With a dual major in communication and women’s and gender studies, Elza Brechbuhl is excited by the possibilities her courses offer inside and outside the classroom. Her discussion-based classes address complex issues and enable “honest, very personal” conversations with her peers. “I love my majors because they hug and slap me at the same time,” she says. “I’m often invited to events in the community and engage with people outside our college. That pushes me to apply what’s in textbooks to the real world and really refl ect on my work.”

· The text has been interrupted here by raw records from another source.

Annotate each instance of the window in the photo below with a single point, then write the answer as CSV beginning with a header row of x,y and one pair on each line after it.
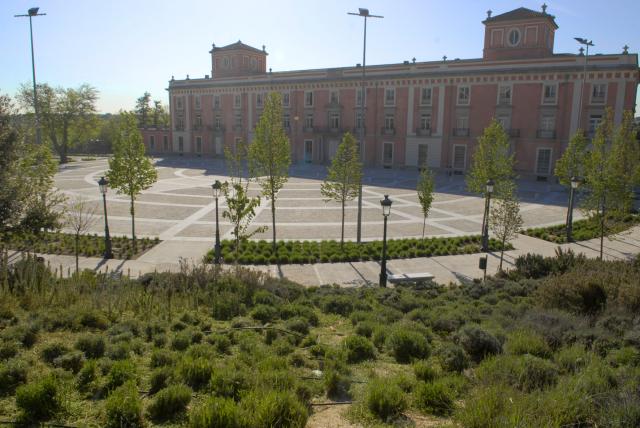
x,y
549,93
504,94
387,153
389,122
425,122
463,95
425,96
359,93
334,97
308,121
543,162
513,38
390,96
308,99
598,93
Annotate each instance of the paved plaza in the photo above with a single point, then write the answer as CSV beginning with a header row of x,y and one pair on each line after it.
x,y
180,210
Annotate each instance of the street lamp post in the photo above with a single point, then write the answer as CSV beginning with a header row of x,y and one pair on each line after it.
x,y
103,184
386,210
485,220
575,182
216,187
30,14
365,14
586,43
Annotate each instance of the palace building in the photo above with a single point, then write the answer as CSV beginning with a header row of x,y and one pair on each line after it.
x,y
416,113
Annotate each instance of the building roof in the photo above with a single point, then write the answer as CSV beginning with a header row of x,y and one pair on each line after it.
x,y
237,45
520,13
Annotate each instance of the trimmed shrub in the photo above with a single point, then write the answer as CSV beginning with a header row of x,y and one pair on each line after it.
x,y
92,345
169,403
478,343
435,398
124,407
385,399
358,349
217,412
407,345
39,400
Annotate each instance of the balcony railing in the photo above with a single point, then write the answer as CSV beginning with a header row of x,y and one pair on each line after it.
x,y
546,133
460,132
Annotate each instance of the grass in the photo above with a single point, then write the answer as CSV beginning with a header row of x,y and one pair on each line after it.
x,y
583,229
89,245
300,252
96,350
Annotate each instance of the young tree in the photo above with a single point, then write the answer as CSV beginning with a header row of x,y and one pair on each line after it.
x,y
425,194
343,176
143,109
80,216
241,208
491,160
270,154
505,220
130,170
67,116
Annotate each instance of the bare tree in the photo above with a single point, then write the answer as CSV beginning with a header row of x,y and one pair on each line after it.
x,y
80,216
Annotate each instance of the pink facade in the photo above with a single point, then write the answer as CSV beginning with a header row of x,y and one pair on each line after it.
x,y
417,113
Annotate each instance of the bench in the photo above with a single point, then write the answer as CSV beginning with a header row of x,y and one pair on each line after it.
x,y
403,278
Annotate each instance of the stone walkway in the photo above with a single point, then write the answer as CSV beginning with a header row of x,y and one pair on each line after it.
x,y
445,269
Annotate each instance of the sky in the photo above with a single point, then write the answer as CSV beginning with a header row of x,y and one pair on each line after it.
x,y
124,48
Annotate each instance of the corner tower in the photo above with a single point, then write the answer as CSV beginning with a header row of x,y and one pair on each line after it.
x,y
237,60
520,33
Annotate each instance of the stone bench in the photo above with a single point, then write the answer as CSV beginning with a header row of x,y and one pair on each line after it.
x,y
403,278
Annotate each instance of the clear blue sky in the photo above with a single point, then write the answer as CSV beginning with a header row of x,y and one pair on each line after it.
x,y
125,48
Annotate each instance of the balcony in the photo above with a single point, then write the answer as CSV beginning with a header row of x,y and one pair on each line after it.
x,y
546,133
460,132
424,132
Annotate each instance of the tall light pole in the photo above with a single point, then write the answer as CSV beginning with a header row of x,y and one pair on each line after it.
x,y
365,14
575,182
104,184
485,220
386,210
30,14
586,43
216,193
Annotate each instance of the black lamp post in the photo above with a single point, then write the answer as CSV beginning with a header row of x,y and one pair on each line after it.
x,y
485,221
103,184
386,210
575,182
216,187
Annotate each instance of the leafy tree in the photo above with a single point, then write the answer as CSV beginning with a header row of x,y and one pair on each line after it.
x,y
270,154
130,170
505,220
143,109
343,176
241,208
572,161
425,194
67,116
491,160
80,216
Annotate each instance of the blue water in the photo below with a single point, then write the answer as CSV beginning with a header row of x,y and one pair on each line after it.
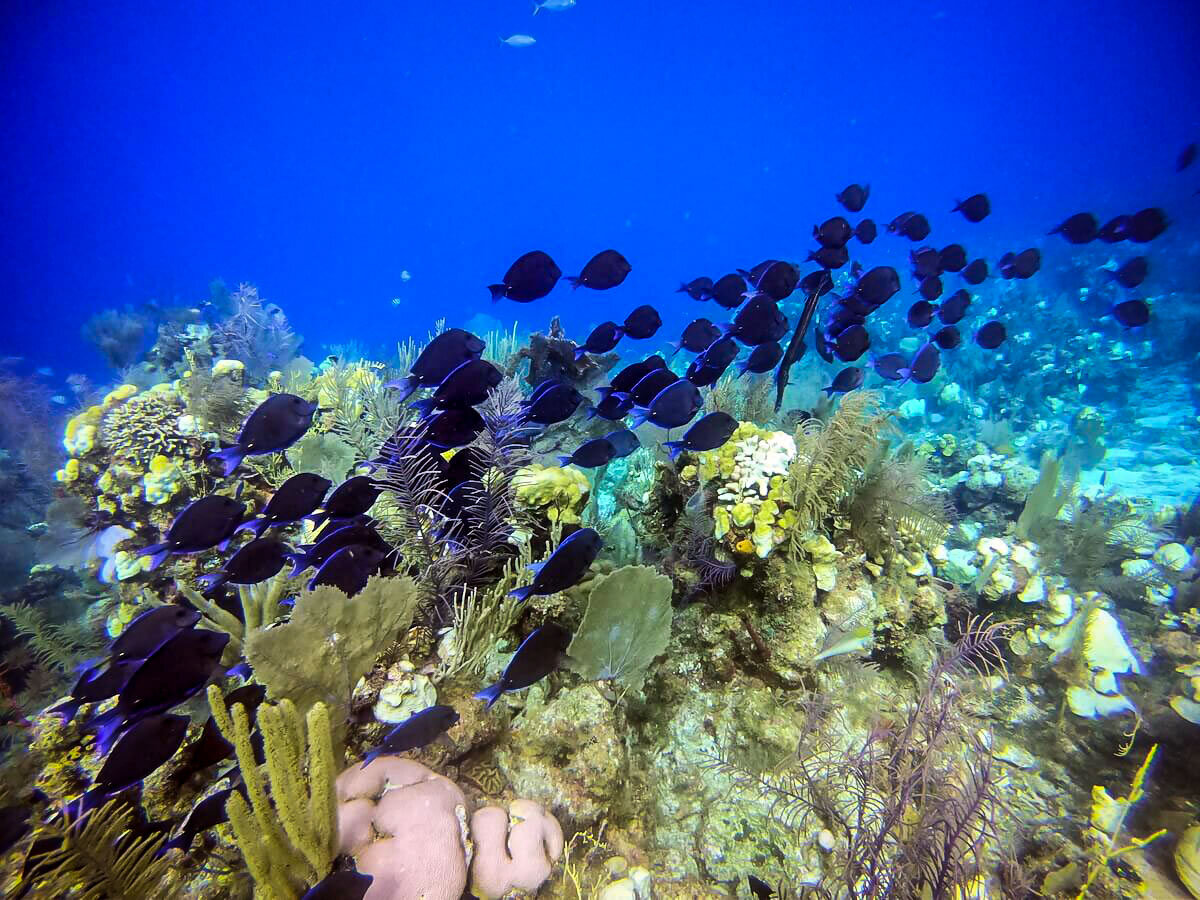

One of Brechbuhl’s most powerful experiences at UNH was coorganizing the Black Lives Matter protest during summer 2020. After watching other protests pop up across the U.S., Brechbuhl and several friends decided to organize one on campus, balancing keeping people healthy during a pandemic while sounding a call for change. “We brought about 1,000 people on to campus to listen to Black students speak about their experiences,” she says. “It was the first time I saw so many people care about a problem in our community. I was thankful for being a Wildcat.”

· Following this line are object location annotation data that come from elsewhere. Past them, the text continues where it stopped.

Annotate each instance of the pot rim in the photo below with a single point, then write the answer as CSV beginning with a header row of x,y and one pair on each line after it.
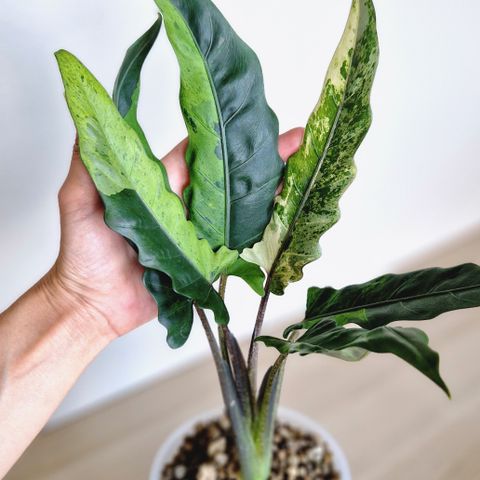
x,y
175,439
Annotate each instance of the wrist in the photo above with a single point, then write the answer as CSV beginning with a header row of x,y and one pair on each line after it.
x,y
81,319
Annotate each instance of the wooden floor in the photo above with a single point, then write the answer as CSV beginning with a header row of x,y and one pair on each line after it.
x,y
393,423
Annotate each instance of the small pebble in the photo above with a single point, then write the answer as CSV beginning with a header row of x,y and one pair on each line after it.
x,y
180,471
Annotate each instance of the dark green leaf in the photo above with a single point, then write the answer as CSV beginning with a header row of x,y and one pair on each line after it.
x,y
319,173
134,187
419,295
251,273
410,344
232,154
175,312
127,85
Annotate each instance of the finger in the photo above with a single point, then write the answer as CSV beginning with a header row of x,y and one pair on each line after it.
x,y
78,190
290,142
176,167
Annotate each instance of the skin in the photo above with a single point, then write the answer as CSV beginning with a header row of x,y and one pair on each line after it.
x,y
93,294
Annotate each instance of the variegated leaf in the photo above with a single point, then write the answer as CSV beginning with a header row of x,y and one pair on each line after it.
x,y
319,173
134,188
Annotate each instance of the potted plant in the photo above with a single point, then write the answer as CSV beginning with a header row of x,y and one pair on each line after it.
x,y
231,221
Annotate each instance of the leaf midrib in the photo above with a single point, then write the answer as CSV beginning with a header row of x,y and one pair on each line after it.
x,y
223,143
162,227
394,300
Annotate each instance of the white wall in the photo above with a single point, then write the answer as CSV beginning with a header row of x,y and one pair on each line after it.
x,y
418,168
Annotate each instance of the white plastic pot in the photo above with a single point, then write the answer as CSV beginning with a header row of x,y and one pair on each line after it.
x,y
171,445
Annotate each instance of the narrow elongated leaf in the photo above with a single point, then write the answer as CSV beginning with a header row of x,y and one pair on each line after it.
x,y
409,344
319,173
127,85
134,187
175,312
232,154
420,295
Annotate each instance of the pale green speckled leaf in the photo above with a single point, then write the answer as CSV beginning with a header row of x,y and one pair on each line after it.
x,y
134,187
319,173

Brechbuhl’s passion for social justice has earned her several accolades. She was named a McNair Scholar and worked last summer on a research project she hopes will lead to options for graduate school. She also received the Social Justice Research Fellowship last summer to study issues related to minority groups and barriers to attending and/or succeeding in higher education. In addition, she received the 2022 Gilman International Scholarship to study sex trafficking and modern slavery in Europe after graduation. She chaired the Community Development Council in the Student Senate for two years, formulating policies aimed at underrepresented student groups such as the Diversity Support Coalition, non-traditional students, commuters and athletes. And she’s involved with Mosaico, a Latinx student organization. Participation in the Civil Discourse Lab, a Communication Department organization, strengthened her ability to talk with others about important issues.
Her COLA experience has helped Brechbuhl become more analytical and sharpened her critical thinking skills. “I’ve learned that society is not a world of exactitudes,” she says. “We can find different perspectives within a story and recognize problems in what seems to be the right answer.”